# Ever heard of a "dry house?"



## Honduras Trish (Nov 30, 2007)

I have a thing for historic houses, and while perusing a site full of historic houses in MD (my home in the US), I came across info about an old farm which had, as one of the existing outbuildings, a "dry house." From the pictures and documentation, it appears to be a small building made up entirely of drawers for drying fruit. I've not previously heard of such a thing, but I figured I'd ask here . . . maybe someone would know more about this.

Here's a link to the page. I can't manage to copy just the picture, or link directly to that picture, so you'll have to scroll down to the end of the document to see the picture.
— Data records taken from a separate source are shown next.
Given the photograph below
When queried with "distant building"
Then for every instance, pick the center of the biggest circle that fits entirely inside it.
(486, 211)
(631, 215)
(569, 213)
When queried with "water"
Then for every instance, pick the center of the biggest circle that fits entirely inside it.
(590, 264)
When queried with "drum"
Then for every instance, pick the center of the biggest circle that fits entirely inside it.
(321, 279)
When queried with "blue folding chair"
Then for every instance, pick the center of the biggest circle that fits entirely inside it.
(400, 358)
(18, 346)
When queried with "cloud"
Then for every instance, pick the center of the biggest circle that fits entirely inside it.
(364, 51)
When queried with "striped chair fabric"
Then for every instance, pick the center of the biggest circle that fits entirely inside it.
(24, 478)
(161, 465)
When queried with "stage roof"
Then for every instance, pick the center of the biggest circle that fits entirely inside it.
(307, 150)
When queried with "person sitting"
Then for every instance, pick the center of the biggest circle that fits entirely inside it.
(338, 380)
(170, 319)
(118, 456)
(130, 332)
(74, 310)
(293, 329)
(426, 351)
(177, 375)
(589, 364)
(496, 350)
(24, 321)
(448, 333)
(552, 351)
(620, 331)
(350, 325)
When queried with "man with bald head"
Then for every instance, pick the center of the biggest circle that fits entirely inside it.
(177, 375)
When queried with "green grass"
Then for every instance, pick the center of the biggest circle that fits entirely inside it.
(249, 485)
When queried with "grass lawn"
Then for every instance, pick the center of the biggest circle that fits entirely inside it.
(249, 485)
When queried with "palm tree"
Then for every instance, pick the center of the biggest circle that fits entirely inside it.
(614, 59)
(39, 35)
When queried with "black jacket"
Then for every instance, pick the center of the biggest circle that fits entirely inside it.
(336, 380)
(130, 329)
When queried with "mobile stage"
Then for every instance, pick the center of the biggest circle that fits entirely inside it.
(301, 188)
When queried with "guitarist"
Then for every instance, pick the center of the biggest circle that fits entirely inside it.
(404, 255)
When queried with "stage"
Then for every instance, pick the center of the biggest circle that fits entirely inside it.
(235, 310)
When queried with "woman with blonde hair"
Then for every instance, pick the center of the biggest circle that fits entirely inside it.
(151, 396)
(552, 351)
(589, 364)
It's the third picture from the bottom. 

http://www.mdihp.net/dsp_text.cfm?search=text&id=11183&viewer=true&requestTimeout=6000&page=1

Thanks to anyone who has info to share.I'm having trouble seeing how this would even work (airflow?).


----------



## Limon (Aug 25, 2010)

All I have ever heard of them was they were really big dehydrators, but that's the first picture of one still standing that I've seen. It looks like the airflow comes in from the base, but it's hard to make out on that picture.


----------



## Just Cliff (Nov 27, 2008)

It looks as though it is still standing and a structure of interest by the State of Maryland.
http://mht.maryland.gov/survey.html#
If you look at the middle box on this page titled Surveying Marylands Historic Properties, at the bottom is an email link and phone for a Thomas Rinehart.
Maybe a relitive of the original owner now employed by the trust?
I guess the business part of the building is in the back where the chimney is. They may have more photographs and blueprints for the structure. Might be worth a try.








[/IMG]








[/IMG]


----------



## rancher1913 (Dec 5, 2008)

Interesting. Kinda looks like an itty bitty tobacco barn.

moldy


----------



## Honduras Trish (Nov 30, 2007)

Thanks for the input - and thanks Cliff, for posting those pics!


----------